In just his second year, Maxey already displays a proficiency handling the ball that is reminiscent of Harden. His first-year confidence has allowed him to step up in opportunities where someone needs to command the offense, and he’s shown flashes of becoming an elite scorer in both isolation or catch-and-shoot scenarios.

In practice scenarios, Harden can mentor Maxey, giving him the tools he needs to become an elite starting guard in the league.

On the court, Maxey can play off ball and take advantage of the open opportunities that will materialize from Harden’s gravity and ability to collapse the defense.

Maxey has the team’s second-best 3-point percentage (41.4%) on looks categorized as “open” by stats.nba.com, and it looks he’ll likely be getting more of those, especially if he’s sharing the floor with both Embiid and Harden, masters of collapsing the defense.

Danny Green is a catch-and-shoot player

Danny Green | Photo by Tim Nwachukwu/Getty Images

James Harden is creating 18.3 potential assists per game and 10.2 actual assists per game, second to only Chris Paul at the All-Star break.

Danny Green is a solid career shooter, having averaged 40% from beyond the arc throughout his career. This season, he’s shooting 37.6%, a decline from his 40.5% efficiency last year. The big difference? No Ben Simmons. Green sunk a 3-pointer per game last year on passes from Ben Simmons, getting 2.1 looks per game from his passes, more than any other player.

This year, the most shots he’s getting off of passes from a singular player is 1.1 (via Tobias Harris). Green has not built a partnership with a passer without Simmons. It’s one of the reasons Daryl Morey was willing to do anything to get Ben Simmons to come back if he wasn’t able to strike a deal before the trade deadline.

Oh, and Green sure is ready for it. According to SixersWire, here’s what he had to say about the first interaction with his new teammates:

“It was him, Paul (Millsap), both great guys who have been in the league for a while now, veterans. They brought some good energy and some refreshing vibes. I think a lot of excitement from our group around our team so it was good to have them in the gym.”

– Danny Green

In reality, many of the team’s players who aren’t as proficient in isolation (Milton, Korkmaz, Niang) will benefit from Harden in similar ways, but Green stands to gain the most.

Joel Embiid needs a star partner

Bless Joel Embiid’s heart. He’s putting up MVP numbers — 29.6 points, 11.2 rebounds, 4.5 assists per game — up to the All-Star break and keeping the Sixers competitive amidst Ben Simmons’ absence. Philly heads into the All-Star break with a 35-23 record, third in the Eastern Conference.

Much of Philadelphia’s offense involves or runs through Embiid. His usage% is 37.2, highest in the league and highest of his career. While the big man is more than capable of the burden, having an equally talented offensive player joining him to absorb some of the responsibility will be huge.

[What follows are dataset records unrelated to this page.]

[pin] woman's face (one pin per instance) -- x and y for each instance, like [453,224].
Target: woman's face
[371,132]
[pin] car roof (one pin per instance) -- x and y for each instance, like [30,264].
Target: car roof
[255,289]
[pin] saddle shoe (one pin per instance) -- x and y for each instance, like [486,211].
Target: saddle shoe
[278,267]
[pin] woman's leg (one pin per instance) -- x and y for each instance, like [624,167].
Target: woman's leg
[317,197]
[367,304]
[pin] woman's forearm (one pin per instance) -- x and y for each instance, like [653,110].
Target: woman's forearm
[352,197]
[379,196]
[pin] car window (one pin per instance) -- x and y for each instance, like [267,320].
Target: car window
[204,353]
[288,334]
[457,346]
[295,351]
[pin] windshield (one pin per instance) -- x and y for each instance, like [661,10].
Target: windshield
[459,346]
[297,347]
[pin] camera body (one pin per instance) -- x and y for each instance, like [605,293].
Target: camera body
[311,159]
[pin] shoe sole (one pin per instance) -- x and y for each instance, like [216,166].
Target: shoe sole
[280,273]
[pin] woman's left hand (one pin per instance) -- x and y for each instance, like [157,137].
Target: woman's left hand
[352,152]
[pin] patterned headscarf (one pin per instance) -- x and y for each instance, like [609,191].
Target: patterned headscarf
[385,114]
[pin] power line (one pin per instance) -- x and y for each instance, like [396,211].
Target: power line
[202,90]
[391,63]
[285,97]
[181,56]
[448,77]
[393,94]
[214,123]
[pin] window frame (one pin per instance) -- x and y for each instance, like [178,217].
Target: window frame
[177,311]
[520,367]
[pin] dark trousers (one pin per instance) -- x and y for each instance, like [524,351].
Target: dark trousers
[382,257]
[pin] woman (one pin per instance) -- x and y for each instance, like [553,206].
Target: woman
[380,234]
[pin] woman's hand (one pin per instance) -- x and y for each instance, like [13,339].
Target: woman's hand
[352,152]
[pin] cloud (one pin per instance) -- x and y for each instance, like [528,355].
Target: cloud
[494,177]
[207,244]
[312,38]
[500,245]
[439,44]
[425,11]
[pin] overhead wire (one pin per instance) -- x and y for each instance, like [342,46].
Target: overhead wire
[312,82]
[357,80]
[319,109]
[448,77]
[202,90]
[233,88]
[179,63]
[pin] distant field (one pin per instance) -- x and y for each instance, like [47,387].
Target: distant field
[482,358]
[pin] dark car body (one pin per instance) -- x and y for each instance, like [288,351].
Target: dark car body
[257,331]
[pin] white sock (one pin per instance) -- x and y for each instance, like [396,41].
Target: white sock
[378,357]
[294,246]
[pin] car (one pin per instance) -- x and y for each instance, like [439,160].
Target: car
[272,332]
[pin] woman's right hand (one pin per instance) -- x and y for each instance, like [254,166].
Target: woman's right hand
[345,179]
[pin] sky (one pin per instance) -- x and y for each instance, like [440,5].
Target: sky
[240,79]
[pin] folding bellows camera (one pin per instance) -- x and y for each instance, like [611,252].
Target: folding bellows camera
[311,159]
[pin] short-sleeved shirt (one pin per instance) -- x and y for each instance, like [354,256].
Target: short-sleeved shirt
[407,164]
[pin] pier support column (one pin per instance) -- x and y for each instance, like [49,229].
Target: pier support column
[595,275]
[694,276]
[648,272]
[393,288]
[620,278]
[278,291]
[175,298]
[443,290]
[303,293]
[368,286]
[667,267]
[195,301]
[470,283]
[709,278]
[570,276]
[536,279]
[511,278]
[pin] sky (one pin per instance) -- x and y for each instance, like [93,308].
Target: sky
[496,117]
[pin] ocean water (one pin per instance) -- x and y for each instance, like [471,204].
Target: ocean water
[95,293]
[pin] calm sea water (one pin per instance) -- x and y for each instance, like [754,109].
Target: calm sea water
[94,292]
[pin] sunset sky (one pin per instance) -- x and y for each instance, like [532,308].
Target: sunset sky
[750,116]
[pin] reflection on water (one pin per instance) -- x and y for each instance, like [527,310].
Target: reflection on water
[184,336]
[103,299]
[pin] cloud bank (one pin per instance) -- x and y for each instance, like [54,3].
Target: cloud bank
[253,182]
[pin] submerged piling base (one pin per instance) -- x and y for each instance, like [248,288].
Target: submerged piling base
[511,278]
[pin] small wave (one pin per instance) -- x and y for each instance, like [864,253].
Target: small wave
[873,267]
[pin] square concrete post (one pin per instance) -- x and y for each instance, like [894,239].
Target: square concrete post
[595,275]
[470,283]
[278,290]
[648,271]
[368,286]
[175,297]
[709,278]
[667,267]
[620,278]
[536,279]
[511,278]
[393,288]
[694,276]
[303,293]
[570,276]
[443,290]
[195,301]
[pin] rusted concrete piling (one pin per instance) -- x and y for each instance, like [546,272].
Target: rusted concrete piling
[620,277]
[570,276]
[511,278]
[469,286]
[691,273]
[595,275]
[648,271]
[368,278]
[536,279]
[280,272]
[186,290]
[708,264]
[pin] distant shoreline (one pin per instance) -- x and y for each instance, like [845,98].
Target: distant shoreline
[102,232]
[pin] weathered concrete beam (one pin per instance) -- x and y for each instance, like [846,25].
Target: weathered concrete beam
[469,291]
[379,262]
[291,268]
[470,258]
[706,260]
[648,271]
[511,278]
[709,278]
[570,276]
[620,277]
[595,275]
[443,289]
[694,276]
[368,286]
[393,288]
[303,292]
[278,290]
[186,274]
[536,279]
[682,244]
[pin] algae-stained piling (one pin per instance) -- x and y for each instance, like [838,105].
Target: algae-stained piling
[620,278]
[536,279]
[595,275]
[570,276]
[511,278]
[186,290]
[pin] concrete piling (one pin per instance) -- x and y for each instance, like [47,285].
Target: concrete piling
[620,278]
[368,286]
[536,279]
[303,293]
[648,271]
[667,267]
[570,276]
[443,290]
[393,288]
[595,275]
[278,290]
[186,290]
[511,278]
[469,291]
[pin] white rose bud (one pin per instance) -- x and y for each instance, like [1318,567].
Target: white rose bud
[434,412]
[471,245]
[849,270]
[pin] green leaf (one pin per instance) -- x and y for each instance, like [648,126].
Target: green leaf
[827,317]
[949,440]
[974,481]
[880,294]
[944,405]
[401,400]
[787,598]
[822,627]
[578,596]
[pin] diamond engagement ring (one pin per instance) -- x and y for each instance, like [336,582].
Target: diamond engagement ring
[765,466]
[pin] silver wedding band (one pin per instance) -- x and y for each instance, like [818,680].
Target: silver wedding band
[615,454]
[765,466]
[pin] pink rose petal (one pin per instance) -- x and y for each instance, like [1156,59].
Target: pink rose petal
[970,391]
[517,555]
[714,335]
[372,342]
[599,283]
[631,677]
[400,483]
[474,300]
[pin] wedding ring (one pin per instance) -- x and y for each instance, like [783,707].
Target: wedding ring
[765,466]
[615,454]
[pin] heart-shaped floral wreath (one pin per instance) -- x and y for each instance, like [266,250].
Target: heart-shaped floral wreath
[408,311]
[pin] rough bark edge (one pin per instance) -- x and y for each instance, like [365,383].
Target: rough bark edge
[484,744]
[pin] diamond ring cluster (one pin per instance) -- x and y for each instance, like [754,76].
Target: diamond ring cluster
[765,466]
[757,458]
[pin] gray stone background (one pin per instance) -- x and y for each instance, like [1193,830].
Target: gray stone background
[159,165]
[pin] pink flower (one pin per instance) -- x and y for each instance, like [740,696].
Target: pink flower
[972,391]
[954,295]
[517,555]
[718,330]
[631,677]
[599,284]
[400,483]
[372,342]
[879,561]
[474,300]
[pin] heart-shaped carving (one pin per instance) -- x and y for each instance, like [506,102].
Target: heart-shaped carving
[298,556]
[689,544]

The Sixers haven’t been without weapons altogether. Tobias Harris is averaging 18.7 points per game. Tyrese Maxey is chipping in 16.9. But Harden is on another stratosphere. He’s one of the best ball handlers and offensive initiators in the league, and even this year, in a down year, he’s averaging 22.5 points per game.

Additionally, Harden may be the nexus for involving some of Philadelphia’s idle skillsets. While Embiid is a strong passer for a big, his court vision isn’t the same as a guard, and Philly lacks an elite passer. Remember, last season Ben Simmons was the team’s best passer at 6.9 assists per game. This season, Maxey leads the team in assists at 4.6 per game, and Joel Embiid has had to increase his assists per game by over 2 from last season.

Harden is second in the league in assists per game as mentioned earlier, and he can help activate a more equitable, less strenuous system for Embiid.